Joe Burns

No. 35
- Position:: Running back

Personal information
- Born:: September 15, 1979 (age 45) Thomasville, Georgia, U.S.
- Height:: 5 ft 9 in (1.75 m)
- Weight:: 215 lb (98 kg)

Career information
- High school:: Thomas County Central (Thomasville, Georgia)
- College:: Georgia Tech

Career history
- Buffalo Bills (2002–2006);

Career highlights and awards
- First-team All-ACC (2001);
- Stats at Pro Football Reference

= Joe Burns (American football) =

American football player (born 1979)

Joe Frank Burns (born September 15, 1979) is an American former professional football player who was a running back in the National Football League (NFL). He played college football for the Georgia Tech Yellow Jackets.

==High school==
Joseph Frank Burns attended Thomas County Central High School in Georgia.

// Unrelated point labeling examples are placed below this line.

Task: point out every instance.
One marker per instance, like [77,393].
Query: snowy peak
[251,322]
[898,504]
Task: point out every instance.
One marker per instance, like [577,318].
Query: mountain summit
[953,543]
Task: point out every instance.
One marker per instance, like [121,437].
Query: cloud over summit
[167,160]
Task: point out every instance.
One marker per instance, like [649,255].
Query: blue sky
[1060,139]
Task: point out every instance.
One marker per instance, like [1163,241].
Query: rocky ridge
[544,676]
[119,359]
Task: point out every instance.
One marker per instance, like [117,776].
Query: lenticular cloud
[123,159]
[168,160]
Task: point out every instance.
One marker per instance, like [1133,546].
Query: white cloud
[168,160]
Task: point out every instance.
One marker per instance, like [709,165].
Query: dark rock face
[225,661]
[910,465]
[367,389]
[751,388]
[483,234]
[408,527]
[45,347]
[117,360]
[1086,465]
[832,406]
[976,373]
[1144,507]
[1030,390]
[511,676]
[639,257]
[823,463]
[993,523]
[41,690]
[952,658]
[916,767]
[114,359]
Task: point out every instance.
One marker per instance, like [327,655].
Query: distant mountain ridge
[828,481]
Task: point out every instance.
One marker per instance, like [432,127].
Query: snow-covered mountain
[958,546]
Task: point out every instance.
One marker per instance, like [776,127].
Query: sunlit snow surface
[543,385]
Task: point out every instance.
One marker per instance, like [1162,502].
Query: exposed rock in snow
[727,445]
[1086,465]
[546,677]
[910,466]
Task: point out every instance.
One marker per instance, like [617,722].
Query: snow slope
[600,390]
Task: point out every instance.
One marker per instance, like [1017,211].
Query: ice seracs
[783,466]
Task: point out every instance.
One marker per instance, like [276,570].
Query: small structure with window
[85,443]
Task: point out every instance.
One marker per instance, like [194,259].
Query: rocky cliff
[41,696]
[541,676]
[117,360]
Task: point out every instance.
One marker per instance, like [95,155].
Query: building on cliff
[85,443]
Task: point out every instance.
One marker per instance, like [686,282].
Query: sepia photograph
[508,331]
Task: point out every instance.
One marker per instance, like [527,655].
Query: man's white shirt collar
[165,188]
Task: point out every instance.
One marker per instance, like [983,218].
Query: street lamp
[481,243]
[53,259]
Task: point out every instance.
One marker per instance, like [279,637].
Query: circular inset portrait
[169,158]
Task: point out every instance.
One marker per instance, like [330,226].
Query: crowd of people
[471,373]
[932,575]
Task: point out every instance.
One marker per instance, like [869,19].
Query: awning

Burns was a four-year letterwinner in football, and also won two varsity letters in track. In football, Burns rushed for 4547 yards and 56 touchdowns during his last two years of high school football, and as a senior, Burns was named the Georgia Player of the Year, and was a USA Today Honorable Mention All-USA selection. Burns also has a cousin in Avon, Indiana named Charles Davis Jr. who plays running back and is a rising star in the area class of 2012.

==College==
Burns attended Georgia Tech and played for the Yellow Jackets. Burns was an All-Conference running back, and left as the fourth leading rusher in school history.

==Retirement==
Burns retired in 2006 and co-founded RisingSeniors.com and the Georgia Junior Bowl. RisingSeniors.com has formed an alliance with the NFL Players Association to introduce a character and life skills development program designed to provide resources to assist students dealing with the challenges ahead. It is a free program created to prepare high school junior student-athletes for their senior year by equipping them with the necessary tools to thrive academically, athletically and socially. These skills are important for a successful transition to their senior year, college and beyond. The Georgia Junior Bowl will be the first all-star football game of its kind showcasing the top high school junior football players in the state of Georgia; the purpose of the game is to enhance student athletes recruiting exposure before their senior year. Joseph Frank Burns is also educating high school athletes and families across the country on the college recruiting process as an educational speaker with Upnextrecruiting.com.